Webinar Recording: CLion Ask Me Anything Session

Posted on by Anastasia Kazakova

On May 7, we ran an exciting CLion Ask Me Anything session. 2 hours, 9 speakers, 7 demos, and 140+ questions – this was really inspiring and motivating for the team and hopefully useful for all attendees. The most frequent comment afterwards from the team members was, “Let’s do this again!”. We’d also like to say huge thanks for all your compliments and good wishes in the questions pane!
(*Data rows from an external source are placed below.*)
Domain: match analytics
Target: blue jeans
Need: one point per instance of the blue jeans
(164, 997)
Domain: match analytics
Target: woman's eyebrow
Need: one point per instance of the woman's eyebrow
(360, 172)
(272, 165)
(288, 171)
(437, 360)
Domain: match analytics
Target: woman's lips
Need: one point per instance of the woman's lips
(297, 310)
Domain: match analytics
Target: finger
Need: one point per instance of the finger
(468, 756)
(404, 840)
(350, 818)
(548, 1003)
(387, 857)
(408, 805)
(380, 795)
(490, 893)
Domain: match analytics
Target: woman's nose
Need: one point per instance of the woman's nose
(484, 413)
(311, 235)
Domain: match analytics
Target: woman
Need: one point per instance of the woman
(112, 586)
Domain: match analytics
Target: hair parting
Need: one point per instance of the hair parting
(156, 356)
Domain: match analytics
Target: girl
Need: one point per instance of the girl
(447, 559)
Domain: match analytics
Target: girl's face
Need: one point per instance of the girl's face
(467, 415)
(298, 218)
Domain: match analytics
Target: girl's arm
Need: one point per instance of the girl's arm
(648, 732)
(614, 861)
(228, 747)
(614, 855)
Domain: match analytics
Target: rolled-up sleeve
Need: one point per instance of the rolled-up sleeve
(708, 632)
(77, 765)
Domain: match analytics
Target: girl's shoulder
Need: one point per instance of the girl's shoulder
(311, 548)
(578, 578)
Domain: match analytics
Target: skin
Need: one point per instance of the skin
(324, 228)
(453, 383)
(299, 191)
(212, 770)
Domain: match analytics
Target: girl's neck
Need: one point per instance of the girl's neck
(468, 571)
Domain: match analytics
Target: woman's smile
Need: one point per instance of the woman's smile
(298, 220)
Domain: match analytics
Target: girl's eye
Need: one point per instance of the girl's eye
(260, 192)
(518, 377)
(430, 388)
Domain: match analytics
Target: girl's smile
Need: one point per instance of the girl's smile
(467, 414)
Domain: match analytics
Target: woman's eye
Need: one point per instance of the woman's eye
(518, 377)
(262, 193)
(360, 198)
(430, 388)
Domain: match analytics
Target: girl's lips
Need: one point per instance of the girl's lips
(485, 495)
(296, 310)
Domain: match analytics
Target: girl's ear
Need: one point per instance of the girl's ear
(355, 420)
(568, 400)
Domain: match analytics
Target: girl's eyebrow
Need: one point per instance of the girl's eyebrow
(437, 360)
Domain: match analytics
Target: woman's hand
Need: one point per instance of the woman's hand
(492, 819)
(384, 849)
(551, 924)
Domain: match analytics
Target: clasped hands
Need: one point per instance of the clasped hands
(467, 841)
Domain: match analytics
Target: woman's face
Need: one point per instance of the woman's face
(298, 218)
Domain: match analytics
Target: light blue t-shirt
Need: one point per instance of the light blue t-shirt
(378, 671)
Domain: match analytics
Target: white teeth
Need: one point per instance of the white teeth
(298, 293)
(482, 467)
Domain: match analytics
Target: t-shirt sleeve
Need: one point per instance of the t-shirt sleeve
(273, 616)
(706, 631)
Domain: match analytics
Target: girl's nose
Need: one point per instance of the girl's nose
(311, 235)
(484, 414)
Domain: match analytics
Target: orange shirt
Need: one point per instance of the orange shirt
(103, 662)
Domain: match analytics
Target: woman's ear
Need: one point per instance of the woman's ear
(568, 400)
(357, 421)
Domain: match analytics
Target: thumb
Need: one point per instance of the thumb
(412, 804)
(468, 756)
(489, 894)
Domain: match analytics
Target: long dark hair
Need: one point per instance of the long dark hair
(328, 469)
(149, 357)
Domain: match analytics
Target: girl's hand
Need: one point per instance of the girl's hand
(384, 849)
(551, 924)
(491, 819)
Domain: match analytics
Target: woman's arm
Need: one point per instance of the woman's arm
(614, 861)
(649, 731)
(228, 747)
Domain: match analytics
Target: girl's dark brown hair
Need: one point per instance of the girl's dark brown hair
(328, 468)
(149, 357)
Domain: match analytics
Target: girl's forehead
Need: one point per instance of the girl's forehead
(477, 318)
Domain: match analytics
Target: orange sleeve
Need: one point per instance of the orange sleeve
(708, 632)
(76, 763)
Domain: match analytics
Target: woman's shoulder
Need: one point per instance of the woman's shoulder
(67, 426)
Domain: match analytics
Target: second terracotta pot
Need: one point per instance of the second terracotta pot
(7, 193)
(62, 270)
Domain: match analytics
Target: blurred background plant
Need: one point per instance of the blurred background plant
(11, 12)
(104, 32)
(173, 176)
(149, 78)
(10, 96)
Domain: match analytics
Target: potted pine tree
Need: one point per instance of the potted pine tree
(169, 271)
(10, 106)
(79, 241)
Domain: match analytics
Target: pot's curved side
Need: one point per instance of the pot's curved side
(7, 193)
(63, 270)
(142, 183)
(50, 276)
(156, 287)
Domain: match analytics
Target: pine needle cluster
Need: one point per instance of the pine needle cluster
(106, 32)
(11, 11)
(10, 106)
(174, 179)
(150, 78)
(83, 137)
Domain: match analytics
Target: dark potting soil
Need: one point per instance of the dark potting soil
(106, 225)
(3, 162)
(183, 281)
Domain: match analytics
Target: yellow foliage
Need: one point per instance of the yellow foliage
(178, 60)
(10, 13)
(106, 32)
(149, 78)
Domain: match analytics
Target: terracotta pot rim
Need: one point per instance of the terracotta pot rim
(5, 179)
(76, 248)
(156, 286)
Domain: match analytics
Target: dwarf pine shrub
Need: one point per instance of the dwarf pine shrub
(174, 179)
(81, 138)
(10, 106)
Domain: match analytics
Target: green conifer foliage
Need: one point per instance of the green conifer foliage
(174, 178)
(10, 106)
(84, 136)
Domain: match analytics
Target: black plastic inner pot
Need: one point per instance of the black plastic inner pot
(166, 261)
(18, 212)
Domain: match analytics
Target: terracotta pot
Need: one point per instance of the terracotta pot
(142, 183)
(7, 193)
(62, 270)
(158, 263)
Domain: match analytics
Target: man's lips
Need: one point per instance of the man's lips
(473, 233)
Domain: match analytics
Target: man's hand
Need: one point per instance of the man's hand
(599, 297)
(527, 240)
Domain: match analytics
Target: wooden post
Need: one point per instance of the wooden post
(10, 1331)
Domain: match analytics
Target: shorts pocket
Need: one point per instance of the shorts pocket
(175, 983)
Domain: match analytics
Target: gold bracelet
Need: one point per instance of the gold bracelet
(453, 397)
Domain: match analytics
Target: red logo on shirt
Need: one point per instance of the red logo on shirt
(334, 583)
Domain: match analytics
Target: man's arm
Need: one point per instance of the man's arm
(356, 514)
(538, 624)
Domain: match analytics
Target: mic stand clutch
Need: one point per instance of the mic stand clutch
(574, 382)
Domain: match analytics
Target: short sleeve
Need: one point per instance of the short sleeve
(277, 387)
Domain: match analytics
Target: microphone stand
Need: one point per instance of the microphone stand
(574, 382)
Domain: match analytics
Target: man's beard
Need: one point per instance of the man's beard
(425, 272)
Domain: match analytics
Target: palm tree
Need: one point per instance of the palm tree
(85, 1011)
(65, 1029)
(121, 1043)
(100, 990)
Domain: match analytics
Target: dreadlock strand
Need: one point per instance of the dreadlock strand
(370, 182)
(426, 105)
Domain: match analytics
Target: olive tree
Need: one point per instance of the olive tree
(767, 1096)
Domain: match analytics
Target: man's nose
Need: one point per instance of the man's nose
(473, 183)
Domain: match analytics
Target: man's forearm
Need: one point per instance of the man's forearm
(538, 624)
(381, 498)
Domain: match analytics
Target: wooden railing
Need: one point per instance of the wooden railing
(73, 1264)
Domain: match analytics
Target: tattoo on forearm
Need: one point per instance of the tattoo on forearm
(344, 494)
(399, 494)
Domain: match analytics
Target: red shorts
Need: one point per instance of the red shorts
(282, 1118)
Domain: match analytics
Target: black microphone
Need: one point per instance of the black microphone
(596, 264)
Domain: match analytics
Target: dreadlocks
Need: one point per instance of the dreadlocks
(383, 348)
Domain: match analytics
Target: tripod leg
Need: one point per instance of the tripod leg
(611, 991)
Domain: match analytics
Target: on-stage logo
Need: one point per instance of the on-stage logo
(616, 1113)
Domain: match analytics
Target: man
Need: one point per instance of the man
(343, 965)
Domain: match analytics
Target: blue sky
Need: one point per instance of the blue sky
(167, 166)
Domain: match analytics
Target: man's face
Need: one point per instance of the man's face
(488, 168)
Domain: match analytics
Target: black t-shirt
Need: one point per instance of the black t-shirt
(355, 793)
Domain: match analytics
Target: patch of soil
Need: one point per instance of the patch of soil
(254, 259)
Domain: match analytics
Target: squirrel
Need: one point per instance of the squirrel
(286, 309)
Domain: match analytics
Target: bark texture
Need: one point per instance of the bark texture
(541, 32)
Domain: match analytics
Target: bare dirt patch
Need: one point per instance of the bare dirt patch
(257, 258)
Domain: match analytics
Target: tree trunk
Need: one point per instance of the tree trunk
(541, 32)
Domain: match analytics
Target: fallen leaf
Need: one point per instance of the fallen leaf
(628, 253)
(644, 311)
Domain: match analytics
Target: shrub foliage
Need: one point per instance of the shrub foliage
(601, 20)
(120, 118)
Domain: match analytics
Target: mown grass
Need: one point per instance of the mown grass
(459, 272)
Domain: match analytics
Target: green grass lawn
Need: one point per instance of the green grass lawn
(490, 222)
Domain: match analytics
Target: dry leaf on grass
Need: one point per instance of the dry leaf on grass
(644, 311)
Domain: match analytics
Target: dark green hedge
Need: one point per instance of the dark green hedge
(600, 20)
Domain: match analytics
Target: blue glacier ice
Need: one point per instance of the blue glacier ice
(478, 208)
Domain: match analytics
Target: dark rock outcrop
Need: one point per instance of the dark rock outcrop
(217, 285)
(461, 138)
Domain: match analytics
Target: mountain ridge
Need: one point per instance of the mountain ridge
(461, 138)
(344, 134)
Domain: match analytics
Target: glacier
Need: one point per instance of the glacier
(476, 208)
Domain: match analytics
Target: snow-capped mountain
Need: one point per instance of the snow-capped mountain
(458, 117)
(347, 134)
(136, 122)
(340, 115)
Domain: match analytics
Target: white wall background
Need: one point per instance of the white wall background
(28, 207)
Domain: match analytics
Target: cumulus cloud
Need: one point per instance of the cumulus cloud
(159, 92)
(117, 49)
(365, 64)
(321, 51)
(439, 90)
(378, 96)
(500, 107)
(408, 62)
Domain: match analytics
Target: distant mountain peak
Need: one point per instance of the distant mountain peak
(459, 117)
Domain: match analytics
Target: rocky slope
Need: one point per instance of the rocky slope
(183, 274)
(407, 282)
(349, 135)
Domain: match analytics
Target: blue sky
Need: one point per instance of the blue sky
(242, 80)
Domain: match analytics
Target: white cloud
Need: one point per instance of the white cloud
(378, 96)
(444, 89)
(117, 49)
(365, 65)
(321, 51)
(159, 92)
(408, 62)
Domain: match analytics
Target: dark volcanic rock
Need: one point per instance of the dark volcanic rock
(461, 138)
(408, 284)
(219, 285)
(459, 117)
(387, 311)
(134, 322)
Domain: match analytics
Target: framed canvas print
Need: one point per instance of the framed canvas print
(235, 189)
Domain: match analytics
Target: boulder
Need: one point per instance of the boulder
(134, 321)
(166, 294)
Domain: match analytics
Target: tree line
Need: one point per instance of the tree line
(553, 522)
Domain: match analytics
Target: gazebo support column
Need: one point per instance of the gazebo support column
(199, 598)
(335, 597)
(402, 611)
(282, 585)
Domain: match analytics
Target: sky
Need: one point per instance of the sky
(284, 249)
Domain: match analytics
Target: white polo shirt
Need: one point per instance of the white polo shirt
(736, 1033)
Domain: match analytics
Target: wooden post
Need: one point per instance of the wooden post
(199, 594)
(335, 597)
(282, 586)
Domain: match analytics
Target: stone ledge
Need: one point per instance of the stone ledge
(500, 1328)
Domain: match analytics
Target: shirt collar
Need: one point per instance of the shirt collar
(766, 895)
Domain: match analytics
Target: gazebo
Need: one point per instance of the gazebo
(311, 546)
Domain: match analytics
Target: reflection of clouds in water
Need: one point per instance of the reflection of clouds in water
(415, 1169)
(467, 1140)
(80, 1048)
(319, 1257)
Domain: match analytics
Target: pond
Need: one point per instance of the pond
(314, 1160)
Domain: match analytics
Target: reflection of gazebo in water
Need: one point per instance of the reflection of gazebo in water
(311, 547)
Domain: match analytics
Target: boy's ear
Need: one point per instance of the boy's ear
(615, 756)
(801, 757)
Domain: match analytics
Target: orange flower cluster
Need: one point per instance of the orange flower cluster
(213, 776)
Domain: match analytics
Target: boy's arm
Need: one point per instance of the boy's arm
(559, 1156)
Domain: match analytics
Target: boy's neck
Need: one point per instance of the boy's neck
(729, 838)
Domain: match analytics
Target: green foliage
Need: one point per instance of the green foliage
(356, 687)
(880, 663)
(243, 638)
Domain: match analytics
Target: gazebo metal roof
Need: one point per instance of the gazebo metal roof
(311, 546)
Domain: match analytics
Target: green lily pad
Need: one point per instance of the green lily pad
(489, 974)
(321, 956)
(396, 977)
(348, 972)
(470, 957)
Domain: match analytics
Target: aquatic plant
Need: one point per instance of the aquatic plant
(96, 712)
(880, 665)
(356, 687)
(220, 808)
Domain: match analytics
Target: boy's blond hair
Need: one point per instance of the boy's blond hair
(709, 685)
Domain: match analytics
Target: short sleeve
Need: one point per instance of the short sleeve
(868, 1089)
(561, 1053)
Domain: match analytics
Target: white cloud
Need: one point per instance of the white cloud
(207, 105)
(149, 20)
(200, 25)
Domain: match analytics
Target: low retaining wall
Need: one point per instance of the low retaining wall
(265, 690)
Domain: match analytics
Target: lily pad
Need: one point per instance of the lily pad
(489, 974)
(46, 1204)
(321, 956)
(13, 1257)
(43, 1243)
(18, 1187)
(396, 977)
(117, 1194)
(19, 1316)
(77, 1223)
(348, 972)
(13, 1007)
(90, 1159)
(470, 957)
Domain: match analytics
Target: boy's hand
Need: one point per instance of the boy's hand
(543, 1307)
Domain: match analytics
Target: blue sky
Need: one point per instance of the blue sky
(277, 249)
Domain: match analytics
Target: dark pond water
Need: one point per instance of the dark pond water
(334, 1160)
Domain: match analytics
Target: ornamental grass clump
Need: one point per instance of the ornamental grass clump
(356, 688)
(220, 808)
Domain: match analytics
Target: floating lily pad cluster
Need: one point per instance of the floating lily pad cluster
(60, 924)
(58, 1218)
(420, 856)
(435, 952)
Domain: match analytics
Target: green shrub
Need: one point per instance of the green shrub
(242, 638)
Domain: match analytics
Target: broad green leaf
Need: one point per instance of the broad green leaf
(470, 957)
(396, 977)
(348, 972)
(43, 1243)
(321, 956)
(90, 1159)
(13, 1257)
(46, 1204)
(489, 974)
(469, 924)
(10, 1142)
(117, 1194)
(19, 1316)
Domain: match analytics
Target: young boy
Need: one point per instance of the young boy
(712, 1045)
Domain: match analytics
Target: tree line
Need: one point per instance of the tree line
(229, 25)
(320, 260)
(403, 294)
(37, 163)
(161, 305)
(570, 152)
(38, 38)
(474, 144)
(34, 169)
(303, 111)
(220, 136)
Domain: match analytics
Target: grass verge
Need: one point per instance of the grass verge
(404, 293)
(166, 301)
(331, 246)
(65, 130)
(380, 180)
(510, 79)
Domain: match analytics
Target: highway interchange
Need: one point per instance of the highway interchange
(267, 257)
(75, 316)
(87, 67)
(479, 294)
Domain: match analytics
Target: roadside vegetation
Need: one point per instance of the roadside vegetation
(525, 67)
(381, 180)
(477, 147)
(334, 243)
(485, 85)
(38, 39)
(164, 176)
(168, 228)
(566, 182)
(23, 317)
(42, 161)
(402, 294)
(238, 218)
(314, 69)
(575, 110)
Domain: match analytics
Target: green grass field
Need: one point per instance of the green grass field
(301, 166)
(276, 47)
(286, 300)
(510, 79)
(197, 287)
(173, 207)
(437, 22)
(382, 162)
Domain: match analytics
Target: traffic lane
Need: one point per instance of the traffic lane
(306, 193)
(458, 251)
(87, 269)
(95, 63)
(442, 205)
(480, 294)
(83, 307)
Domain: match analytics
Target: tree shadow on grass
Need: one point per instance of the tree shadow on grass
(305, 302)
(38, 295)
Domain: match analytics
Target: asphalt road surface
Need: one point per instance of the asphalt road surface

The recording of the webinar is now available on the JetBrainsTV YouTube channel. And here are some useful timestamps so you can instantly jump to any section:

  • C++ language support
    • 02:29 – The evolution of the language engines in CLion.
    • 05:16 – Handling preprocessor code.
    • 09:00 – Plans for Qt support.
    • 15:30 – Code analysis tools in CLion, how to add support for more, and if/when CLion will support the C++ Code Guidelines rules.
    • 18:57 – What are the plans for C++20 support?
    • 19:55 – Does the CLion team participate in the C++ Committee Meetings and what are your goals there?
  • 22:04 – CLion performance tips
  • Project model support
    • 27:08 – Makefiles prototype demo.
    • 34:36 – Other project models (Meson, Bazel). What are the plans? How to workaround via the compilation database?
  • Debugger
    • 42:24 – Debugger Tips & Tricks demo.
    • 52:13 – How to limit the debugger to “just my code”?
    • 56:22 – CLion plans for CUDA debugger, reverse debugging, and cross-language debug.
  • Remote development with CLion
    • 01:02:01 – Remote development with CLion – short demo.
    • 01:10:48 – Setting a project inside Docker container for remote development.
    • 01:20:18 – What are the plans for more native Docker support? What are the plans for optimizing performance of the remote development features in CLion?
  • Embedded development with CLion
    • 01:23:45 – A short demo of working with the Arduino boards in CLion.
    • 01:34:55 – What about improvements to debugging experience for the embedded targets, for example viewing the peripherals?
  • 01:38:25 – Working with CTest in CLion
  • 01:46:21 – General questions and final links.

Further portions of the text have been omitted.